Japanese carmaker Toyota partnered Suzuki early this year.
“The cost and time taken in new product development is extremely high. Every player has some unique strength.
In this backdrop, it is a win-win for two players to come together and derive benefits of partnership,” said Jagdish Khattar, former managing director of Maruti Suzuki and the man behind Carnation (a network of service stations for cars).
Recently, Bajaj Auto partnered British motorcycle brand Triumph to make some motorcycles in India.
“The changes facing the industry globally are triggered by the accelerated rise of new technologies, sustainability policies and new models of urban shared mobility.
Given these changes, we see the need to anticipate new market trends, explore alternatives and look for ways to collaborate, as we compete and build powerful synergies that will allow rapid exploitation of exciting new opportunities,” said Pawan Goenka, managing director at M&M, the country’s biggest passenger vehicle (cars, vans and utility vehicles) player after Maruti Suzuki and Hyundai. M&M already manufactures electric cars and three-wheelers.
Ford’s first car in India, the Escort, was made through its first partnership with M&M. The Ikon, Fusion, Fiesta, Figo and other models followed. Ford bought out M&M’s 50 per cent stake in the partnership in 2005.
M&M then entered into a joint venture with French carmaker Renault to make and sell its sedan, the Logan, in India.
However, this venture didn't last long, either. The 51:49 venture started selling the Logan in July 2007.
In April 2010, M&M bought out Renault's stake for an undisclosed amount.
M&M, which specialises in utility vehicles, can take a re-look at the car segment through its latest partnership with Ford.
The partnership is much wider in scope compared to the earlier one, and will also look at distribution of cars and sourcing of materials.
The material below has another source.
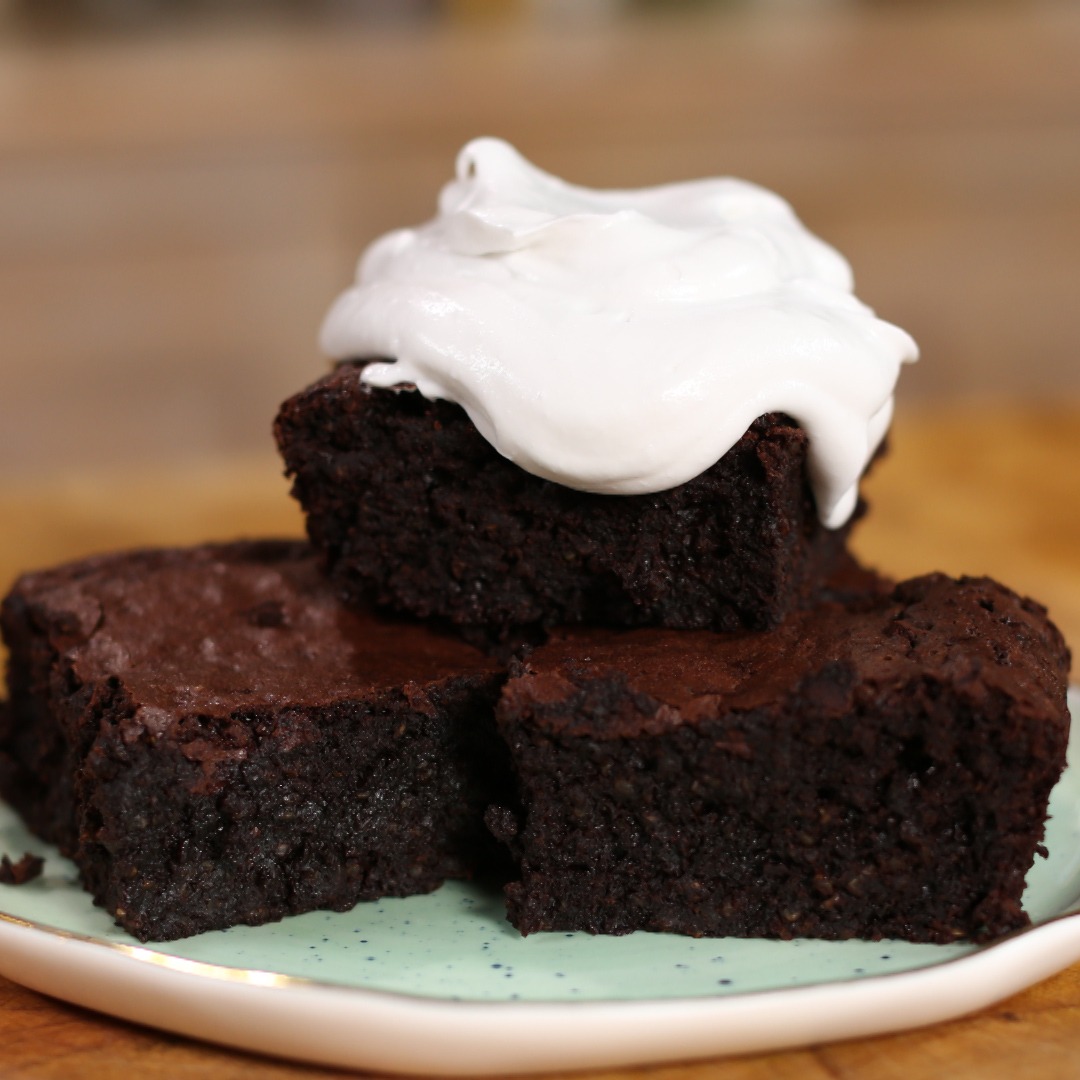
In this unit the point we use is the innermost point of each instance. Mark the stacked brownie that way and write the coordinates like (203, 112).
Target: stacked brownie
(794, 747)
(723, 725)
(577, 599)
M&M has been losing market share for a while and has not been able grow volumes for more than a year, as rivals step up competition in the utility vehicle space.
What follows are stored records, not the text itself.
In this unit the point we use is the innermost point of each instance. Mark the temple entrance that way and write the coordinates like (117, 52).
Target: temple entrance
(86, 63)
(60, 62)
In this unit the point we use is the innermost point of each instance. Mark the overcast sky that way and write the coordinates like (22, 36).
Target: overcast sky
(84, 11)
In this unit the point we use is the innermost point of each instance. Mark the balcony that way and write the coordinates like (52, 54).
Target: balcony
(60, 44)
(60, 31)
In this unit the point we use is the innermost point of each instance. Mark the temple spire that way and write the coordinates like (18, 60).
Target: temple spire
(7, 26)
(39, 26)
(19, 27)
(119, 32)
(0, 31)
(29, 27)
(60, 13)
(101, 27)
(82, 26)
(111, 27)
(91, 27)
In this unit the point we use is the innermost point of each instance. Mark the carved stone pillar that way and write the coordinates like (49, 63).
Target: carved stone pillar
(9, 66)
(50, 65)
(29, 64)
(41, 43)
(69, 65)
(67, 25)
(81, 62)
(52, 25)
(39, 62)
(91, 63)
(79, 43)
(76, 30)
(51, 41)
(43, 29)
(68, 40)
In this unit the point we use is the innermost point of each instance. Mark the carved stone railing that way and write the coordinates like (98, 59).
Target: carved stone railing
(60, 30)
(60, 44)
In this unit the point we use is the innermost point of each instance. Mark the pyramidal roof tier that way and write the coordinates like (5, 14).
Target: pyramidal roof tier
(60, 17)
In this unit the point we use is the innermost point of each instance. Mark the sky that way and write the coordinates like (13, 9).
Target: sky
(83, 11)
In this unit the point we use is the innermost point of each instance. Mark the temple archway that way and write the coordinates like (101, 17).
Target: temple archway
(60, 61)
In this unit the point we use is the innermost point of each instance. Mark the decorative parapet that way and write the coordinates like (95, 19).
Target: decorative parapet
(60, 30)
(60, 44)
Ford has also been stuck with a sub-three per cent share for a few years, while emerging as the biggest exporter of passenger vehicles from India. Ford has a spare capacity, which can be used suitably by M&M.
India, currently the fifth-biggest, is expected to become the third-biggest car market by 2020, with a volume of 5 million units compared to 3 million now.
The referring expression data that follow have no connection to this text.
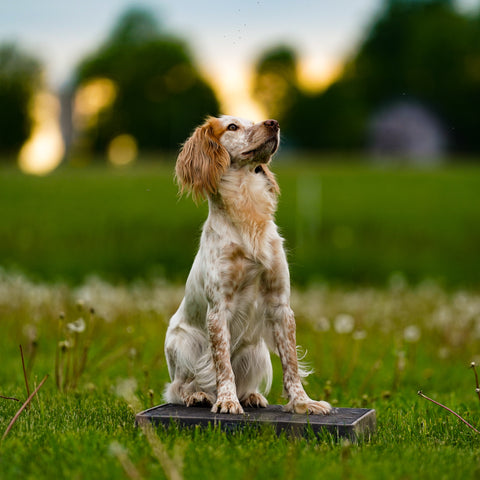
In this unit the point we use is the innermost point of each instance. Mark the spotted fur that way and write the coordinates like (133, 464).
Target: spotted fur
(237, 297)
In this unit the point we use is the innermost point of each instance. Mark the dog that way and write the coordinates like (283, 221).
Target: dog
(237, 297)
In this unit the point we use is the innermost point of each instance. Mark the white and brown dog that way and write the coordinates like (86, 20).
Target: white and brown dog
(237, 296)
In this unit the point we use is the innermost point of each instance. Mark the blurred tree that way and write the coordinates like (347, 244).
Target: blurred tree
(425, 51)
(275, 84)
(20, 78)
(416, 51)
(159, 93)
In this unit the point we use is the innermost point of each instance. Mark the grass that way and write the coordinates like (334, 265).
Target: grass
(385, 266)
(346, 224)
(373, 347)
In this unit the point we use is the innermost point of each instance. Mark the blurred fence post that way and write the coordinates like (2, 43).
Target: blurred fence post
(309, 210)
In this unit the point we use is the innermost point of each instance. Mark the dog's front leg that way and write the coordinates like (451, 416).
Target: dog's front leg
(227, 401)
(285, 341)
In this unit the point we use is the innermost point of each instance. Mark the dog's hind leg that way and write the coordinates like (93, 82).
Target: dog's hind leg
(252, 367)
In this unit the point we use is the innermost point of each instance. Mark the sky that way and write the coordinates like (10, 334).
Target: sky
(226, 37)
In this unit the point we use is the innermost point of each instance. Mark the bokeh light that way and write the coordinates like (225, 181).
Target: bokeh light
(44, 150)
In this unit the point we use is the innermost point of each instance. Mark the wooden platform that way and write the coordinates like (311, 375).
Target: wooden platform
(352, 423)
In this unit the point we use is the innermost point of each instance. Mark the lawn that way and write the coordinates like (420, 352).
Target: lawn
(369, 347)
(346, 224)
(386, 293)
“The partnership with M&M will allow us to work together to take advantage of the changes coming in the industry.
The enormous growth potential in the utility vehicle market and the growing importance of mobility and affordable battery electric vehicles are all aligned with our strategic priorities,” said Jim Farley, executive vice-president and president of global markets, Ford.
According to a Bloomberg report, the India plan is one of the most significant Ford has made in the first four months under chief executive officer Jim Hackett.
The first major decision the firm announced after Hackett took charge as CEO involved the automaker’s operations in Asia, the report said.
In June, it scrapped a $500-million plan to move the production of the Focus from Michigan to Mexico and said it would export the Focus from an existing factory in China instead.